At first, this plot turn might appear to amplify the stakes for Diana and Sandy, to make their ensuing road trip to Colorado that much more urgent and speedy and anxious, you know, because they know someone is coming after them with weapons. But it doesn’t. Instead, the insertion of Julian and Marisol into Sandy and Diana’s plot serves a more specific and more insidious purpose, that is, to make her pathology — which is plain to see and also articulated in case you miss what’s in front of you — less menacing.

It’s an old narrative trick, of course, to smooth the edges of an outlaw or otherwise distasteful character by setting her against someone who’s worse, more repellent, more villainous. And so, Julian and Marisol are offered up as the bad bad guys, slick, arrogant, and — again, not to put too fine a point on it — racially stereotypical. In pursuit of info on their prey’s whereabouts, the killers pose as homebuyers in Georgia, whereupon they’re informed by the realtor, Big Chuck (Eric Stonestreet), that they’re not actually welcome in his community, which expressly excludes foreigners, homosexuals, and blacks. “What that means?” asks Marisol, for whom English is a second language (she pronounces LoJack as LoYack).
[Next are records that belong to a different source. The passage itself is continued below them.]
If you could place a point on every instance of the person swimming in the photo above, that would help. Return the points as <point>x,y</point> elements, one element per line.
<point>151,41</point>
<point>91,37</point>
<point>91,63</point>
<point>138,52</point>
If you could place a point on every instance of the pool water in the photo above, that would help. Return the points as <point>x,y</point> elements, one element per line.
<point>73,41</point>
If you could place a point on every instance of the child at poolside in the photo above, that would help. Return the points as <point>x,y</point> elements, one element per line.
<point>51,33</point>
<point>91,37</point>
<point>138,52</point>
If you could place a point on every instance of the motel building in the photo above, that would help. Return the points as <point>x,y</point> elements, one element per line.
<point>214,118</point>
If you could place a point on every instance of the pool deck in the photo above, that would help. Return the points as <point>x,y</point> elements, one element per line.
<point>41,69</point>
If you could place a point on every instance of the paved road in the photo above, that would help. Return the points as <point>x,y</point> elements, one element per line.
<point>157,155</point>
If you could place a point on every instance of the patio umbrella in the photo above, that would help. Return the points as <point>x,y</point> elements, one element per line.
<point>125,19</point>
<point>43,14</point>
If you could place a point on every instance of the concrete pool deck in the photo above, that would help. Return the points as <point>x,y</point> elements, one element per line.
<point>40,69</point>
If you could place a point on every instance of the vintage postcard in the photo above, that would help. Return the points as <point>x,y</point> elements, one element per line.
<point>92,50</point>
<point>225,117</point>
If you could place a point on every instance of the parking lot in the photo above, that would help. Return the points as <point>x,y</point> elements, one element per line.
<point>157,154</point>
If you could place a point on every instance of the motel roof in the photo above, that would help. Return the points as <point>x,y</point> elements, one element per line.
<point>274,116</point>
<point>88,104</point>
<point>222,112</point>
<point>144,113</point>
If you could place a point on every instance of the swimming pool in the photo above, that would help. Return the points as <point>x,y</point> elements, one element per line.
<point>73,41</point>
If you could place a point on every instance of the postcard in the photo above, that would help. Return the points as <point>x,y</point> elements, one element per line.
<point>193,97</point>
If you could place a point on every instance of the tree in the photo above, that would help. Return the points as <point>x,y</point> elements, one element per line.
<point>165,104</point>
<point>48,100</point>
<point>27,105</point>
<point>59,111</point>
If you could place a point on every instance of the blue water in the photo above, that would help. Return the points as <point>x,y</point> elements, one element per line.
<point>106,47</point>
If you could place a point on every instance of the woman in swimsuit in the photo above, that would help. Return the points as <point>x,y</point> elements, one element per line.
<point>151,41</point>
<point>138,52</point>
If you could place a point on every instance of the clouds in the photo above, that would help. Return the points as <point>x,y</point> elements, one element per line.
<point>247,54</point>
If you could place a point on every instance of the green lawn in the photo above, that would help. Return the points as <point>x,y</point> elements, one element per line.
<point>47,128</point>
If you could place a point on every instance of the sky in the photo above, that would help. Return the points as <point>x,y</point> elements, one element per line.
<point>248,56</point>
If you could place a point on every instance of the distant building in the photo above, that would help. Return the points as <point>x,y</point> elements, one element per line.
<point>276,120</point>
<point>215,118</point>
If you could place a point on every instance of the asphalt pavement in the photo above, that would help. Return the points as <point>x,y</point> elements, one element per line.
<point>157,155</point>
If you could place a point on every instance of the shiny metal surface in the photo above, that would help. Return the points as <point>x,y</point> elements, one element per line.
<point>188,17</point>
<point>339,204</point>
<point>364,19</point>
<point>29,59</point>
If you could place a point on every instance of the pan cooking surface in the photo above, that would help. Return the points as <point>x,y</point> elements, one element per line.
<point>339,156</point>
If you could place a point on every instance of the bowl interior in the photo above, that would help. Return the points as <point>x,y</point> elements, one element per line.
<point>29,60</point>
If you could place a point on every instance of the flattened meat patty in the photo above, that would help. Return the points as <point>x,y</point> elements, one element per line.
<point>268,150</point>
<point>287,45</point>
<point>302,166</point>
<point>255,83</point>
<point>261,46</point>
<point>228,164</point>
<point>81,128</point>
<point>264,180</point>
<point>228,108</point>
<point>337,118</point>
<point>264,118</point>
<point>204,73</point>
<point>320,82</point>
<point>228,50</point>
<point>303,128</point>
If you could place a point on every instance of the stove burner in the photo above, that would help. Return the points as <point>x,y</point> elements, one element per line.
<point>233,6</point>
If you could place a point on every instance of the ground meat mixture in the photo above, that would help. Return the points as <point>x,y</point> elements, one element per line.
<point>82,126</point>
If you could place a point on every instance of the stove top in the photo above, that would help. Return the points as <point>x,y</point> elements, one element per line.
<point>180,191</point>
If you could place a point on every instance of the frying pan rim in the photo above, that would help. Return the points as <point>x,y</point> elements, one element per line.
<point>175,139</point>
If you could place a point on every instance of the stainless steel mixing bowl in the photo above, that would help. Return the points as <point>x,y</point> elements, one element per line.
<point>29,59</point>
No surprise, Julian’s next move is to slam Big Chuck’s head into his desk (while also extracting the info he wants), in a move that’s both welcome (he punishes the smug racist) and unnerving (he embodies a reason for Big Chuck’s fear).

While the scene is brief and mostly irrelevant to Diana and Sandy’s story, it serves its key purpose, to reframe Diana’s bad behavior so that she’s redeemable. It’s a strategy repeated elsewhere in the film, because you can never get enough reframing for a large white lady prone to compulsive lying, belting Kelis’ “Milkshake,” projectile vomiting, and punching nice white guys in the throat. Still, it’s a strategy that wears thin after about a minute, which means you have 110 more to endure. That would be 110 minutes featuring a car chase, a snake up the pants leg, a mall makeover, and more than one assault by a rednecky skip-tracer (Robert Patrick).

Diana does not go easily, of course, and so Sandy’s nice-guyness plays a key role in her eventual teary confession: she’s been in foster homes, she’s insecure, she wants what Sandy has. “You’re breaking the rules,” he laments, “Society can’t function without values.” That would be the “society” that doesn’t reward his own hard cubicle-work or his super-supportive wife’s (Amanda Peet) hard homemaking work or their joint awesome parenting of a pair of awesome little girls (Mary-Charles Jones and Maggie Elizabeth Jones). That would also be the “society” that does reward Big Chuck’s racism or the profiteering practiced by Sandy’s odious Ayn Rand fan of a boss (Jon Favreau), that allows Julian’s employer to function effectively by phone from prison, and also provides all kinds of apparently easy ways for Diana to steal identities and go to spas and drink herself sick in bars featuring neon and chandeliers (thus illustrating someone’s casual observation that Winter Park is “hell on earth”).

But for all this evidence that Diana’s worldview is correct, that breaking rules is in fact the rule, Identity Thief is, at base, a most conventional film, determined to suck Diana back inside a traditional values sort of context. And in this it’s like all those other supposedly transgressive comedies, like Bridesmaids (its most obvious immediate antecedent) or Horrible Bosses (also directed by Seth Gordon) or the many, many bad-behavior/gross-out movies starring Seth Rogen or Paul Rudd. No matter the pretense of defiance or rebellion, the moral is always the same: follow the rules.